The current Money List top ten:

KoMoneyList26Oct15Danny Lee was 9th on the PGA in the completed 2015 season and earned $3,965,933 so there’s a significant disparity between men’s and ladies’ golf earnings.

But Ko could earn more, there’s another four LPGA tournaments to go.

This win also puts Ko back on top of the world Rolex Rankings but they haven’t updated the website yet.

A fantastic start to Ko’s professional golfing career.

Lydia Ko becomes youngest major winner

Lydia Ko became the youngest major golf championship winner yesterday when she won the Evian Championship in France. She didn’t just win, she blitzed the field with an eight under final round, the lowest final round score by a winner in a major championship. She has shot 8 under twice in non championship tournaments.

The previous youngest major winner, Morgan Pressel, was 18 years, 10 months and 9 days when she became the youngest winner in 2007. Pressel and Ko were equal third in this Evian championship after three rounds but Pressel blew out with a four over par round.
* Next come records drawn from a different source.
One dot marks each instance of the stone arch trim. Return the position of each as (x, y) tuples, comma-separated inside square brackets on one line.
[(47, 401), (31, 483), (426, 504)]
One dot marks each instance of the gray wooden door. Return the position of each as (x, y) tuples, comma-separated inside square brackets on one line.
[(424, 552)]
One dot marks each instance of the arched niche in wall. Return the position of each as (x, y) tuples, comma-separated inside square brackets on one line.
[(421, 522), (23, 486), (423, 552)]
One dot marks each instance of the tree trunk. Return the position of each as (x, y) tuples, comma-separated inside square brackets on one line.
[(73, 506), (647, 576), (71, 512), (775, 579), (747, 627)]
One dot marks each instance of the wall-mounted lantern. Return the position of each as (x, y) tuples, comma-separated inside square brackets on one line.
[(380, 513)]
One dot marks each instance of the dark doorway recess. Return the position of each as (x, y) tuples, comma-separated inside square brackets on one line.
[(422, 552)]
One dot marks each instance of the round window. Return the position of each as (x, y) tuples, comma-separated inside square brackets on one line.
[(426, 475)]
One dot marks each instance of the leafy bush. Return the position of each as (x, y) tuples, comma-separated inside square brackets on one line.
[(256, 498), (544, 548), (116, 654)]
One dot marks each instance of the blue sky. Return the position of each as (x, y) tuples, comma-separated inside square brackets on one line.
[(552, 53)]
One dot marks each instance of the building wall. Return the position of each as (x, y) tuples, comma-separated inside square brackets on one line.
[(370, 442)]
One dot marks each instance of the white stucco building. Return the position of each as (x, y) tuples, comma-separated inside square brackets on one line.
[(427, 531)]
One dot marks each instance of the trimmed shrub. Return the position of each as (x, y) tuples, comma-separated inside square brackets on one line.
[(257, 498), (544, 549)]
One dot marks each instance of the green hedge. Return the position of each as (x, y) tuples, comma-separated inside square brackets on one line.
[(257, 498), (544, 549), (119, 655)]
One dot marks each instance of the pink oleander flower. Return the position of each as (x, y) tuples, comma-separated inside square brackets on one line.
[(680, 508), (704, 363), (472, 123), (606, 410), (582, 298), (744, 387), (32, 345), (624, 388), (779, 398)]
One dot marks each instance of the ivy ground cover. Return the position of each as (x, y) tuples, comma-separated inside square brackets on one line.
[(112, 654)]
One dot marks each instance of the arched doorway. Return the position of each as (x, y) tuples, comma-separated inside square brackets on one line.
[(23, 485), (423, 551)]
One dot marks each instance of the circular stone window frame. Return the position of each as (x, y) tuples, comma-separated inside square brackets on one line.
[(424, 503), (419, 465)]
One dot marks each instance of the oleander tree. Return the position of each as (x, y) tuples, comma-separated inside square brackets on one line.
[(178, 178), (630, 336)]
The next youngest is Lexi Thompson who won a major last year at 19 years 1 month 27 days.

This was Ko’s last chance to become the youngest major winner as it is the last major of the year.

Thompson was placed second coming into the last round, one shot ahead of Ko. After 7 holes of the last round with four birdies Thompson had gone out to a 3 shot lead over Ko but dropped a shot on the next hole and then double bogeyed the 14 while Ko had birdied past her by the 12th and went on to birdie three more holes including the 18th.
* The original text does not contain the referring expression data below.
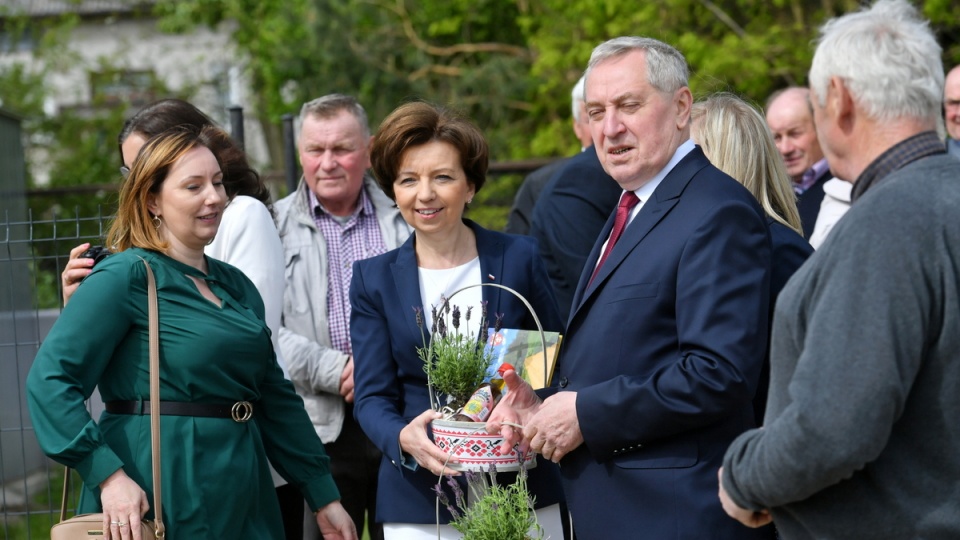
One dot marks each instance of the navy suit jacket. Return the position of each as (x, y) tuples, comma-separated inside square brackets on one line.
[(664, 349), (391, 386), (789, 253), (808, 204), (568, 217)]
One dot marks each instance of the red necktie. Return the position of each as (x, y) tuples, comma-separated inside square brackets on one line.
[(628, 200)]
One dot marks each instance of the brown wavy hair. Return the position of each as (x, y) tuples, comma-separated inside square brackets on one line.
[(239, 178), (417, 123), (133, 225)]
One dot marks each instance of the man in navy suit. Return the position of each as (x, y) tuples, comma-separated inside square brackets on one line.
[(668, 330)]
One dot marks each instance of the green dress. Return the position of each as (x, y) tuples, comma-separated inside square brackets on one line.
[(216, 482)]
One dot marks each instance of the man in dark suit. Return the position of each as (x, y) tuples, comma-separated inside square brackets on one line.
[(521, 215), (668, 332), (568, 218), (790, 117)]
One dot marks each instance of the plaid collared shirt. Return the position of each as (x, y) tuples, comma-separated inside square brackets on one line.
[(352, 239), (810, 176), (904, 152)]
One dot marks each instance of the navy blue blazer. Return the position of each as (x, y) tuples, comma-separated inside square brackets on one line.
[(664, 349), (789, 253), (390, 384)]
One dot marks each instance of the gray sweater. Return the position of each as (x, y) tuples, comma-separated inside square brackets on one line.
[(863, 421)]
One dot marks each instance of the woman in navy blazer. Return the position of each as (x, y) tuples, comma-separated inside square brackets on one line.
[(736, 139), (432, 164)]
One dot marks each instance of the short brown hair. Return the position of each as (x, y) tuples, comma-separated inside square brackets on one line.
[(417, 123), (133, 225)]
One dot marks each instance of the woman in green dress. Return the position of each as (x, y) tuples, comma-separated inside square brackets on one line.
[(215, 350)]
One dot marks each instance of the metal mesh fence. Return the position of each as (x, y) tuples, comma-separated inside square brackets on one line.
[(33, 252)]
Ko’s four rounds were 69, 69, 67, 63 for a total of 268, 16 under par.

Her earnings for the year are now $2,190,922. This win also bumps her to the top of the season-long Race to the CME Globe points competition, just 61 points ahead of Inbee Park. They have both had four wins. Two other players have had two wins.

The LPGA website reports:


In her last chance to become the youngest major champion in LPGA Tour history, Lydia Ko shined on Sunday closing with an 8-under 63 to claim her first major title at the Evian Championship. Ko battled fellow young superstar Lexi Thompson down the stretch but pulled away on the final five holes for the six-stroke victory. Ko shot all four rounds in the 60’s (69-69-67-63) to finish at 16-under par 268. Her round of 63 was the lowest final round by a winner in a major championship, previously held by Karen Stupples (64) at the 2004 Women’s British Open.
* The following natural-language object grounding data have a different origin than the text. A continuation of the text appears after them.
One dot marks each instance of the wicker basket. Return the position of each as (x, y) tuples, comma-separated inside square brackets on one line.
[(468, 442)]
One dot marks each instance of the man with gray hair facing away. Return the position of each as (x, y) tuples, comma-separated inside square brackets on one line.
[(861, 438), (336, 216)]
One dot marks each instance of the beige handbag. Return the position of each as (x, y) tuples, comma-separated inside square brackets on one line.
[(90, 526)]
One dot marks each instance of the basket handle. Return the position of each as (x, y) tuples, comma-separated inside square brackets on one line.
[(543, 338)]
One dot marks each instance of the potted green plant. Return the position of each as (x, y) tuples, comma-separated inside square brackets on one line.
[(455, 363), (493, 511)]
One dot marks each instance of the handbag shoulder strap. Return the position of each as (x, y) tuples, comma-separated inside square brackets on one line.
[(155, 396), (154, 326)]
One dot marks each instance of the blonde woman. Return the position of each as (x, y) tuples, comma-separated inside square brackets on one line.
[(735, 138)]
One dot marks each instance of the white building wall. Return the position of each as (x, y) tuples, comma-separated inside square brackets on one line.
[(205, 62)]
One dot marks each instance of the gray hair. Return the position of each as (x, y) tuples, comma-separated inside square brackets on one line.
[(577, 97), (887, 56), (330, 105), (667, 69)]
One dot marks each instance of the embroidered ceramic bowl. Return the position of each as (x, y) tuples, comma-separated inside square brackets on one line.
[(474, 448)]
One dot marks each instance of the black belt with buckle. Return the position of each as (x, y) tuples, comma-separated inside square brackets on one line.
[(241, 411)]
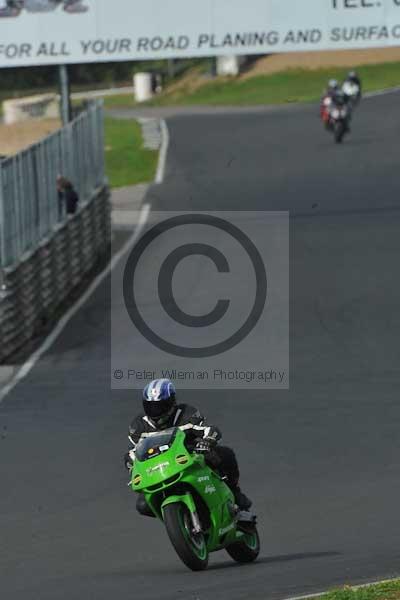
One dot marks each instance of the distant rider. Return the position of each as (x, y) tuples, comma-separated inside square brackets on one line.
[(328, 99), (333, 98), (161, 411), (351, 87)]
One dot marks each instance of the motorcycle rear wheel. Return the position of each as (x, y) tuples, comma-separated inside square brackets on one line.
[(191, 548), (248, 549)]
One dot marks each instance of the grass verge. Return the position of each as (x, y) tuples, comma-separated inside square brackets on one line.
[(127, 162), (389, 590), (294, 85)]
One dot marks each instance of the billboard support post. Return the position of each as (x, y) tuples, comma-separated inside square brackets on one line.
[(65, 99)]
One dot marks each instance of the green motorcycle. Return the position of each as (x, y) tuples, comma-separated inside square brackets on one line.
[(193, 501)]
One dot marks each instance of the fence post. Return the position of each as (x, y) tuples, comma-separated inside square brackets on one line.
[(2, 230)]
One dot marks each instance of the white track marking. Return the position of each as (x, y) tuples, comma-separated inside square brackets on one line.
[(162, 159), (51, 338), (353, 587)]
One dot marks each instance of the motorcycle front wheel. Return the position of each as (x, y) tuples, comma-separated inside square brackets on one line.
[(191, 547)]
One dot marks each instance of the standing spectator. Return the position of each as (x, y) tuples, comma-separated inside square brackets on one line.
[(67, 196)]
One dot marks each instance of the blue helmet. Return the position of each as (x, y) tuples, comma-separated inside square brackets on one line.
[(159, 400)]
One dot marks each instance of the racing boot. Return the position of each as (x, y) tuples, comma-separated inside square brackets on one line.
[(242, 501)]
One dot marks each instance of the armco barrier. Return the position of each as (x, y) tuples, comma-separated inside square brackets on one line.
[(35, 289)]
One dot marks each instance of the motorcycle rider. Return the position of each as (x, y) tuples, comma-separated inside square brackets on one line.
[(328, 98), (333, 97), (352, 87), (161, 411)]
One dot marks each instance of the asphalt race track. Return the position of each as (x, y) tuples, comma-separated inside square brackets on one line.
[(321, 461)]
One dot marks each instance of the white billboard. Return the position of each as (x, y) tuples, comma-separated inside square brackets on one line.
[(40, 32)]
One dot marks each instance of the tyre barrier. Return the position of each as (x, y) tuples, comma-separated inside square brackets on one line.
[(34, 290)]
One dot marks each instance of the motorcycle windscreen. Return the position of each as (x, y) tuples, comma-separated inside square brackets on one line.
[(155, 444)]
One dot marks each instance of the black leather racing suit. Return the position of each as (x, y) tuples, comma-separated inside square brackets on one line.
[(184, 414)]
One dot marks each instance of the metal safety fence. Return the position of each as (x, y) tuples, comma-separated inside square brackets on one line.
[(30, 208)]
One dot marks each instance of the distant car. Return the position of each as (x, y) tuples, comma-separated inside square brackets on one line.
[(13, 8)]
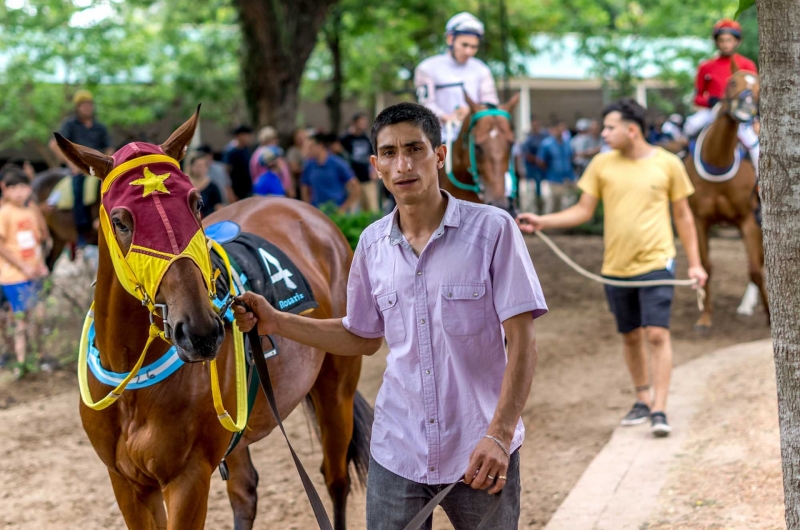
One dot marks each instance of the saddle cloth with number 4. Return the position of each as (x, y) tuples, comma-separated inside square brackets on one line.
[(261, 267)]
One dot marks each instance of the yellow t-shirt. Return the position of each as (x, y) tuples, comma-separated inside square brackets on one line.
[(21, 233), (636, 196)]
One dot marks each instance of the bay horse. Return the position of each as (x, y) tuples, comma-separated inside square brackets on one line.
[(481, 155), (60, 222), (724, 183), (162, 443)]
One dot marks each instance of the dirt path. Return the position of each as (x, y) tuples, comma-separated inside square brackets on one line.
[(52, 479)]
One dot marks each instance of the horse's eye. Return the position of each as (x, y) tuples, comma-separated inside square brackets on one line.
[(119, 225)]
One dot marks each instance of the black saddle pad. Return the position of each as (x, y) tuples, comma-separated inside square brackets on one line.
[(266, 270)]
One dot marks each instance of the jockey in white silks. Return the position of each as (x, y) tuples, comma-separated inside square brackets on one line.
[(712, 78), (441, 80)]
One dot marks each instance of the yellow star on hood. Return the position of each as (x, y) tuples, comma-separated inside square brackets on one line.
[(151, 182)]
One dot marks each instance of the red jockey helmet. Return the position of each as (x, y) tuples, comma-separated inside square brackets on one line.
[(728, 26)]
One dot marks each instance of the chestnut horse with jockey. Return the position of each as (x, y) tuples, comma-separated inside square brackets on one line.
[(725, 182), (162, 443), (481, 155)]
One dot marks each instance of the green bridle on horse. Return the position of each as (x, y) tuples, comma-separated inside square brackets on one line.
[(476, 186)]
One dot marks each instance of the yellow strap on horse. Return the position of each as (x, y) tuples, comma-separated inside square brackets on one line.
[(241, 375), (130, 282), (83, 366)]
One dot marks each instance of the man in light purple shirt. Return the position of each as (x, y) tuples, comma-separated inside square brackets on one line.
[(444, 282)]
“The first feeling I get is I’m very wet, I’m very cold,” Ko said of the celebatory water shower on the 18th green. “But it’s a great feeling. Today has been unbelievable. You know, I put myself in a good position going into today, over the last couple of days, and yeah, I just focused on my game. Lexi was playing really great golf, hitting good shots to the pin and making a lot of great putts. So I just said, hey, I’ve just got to focus on one shot at a time.”

When asked what it was like to walk down the 18th hole with a five-shot lead, Ko said it was her caddie, Jason Hamilton, who reminded her to take it all in.

“Jason told me to just enjoy the moment,” said Ko. “Any tournament it’s hard to come down the 18th with a five-shot lead, and to do it in a major, it’s an even better feeling.”

A brief and rare sign of emotion from Ko came during the water spray celebration on the 18th green from Danielle Kang, Amy Yang and sister Sura. It was that moment when she came to realize she made history again.

“Yeah, a couple teardrops,” said Ko. “I didn’t totally cry-cry. But I kind of got a little overwhelmed, and I could kind of feel tears coming when Jason said, enjoy the moment, coming down onto the green. I kind of felt back over the whole week and all the questions I’ve been asked. But in a way I was relieved. But to kind of have that putt go in, I think just everything dropped. I didn’t really know what was going to happen. I mean, it was so amazing, and just, I think, all feelings kind of went into me.”

Congratulations to Lydia, this was a great win in an already amazing career.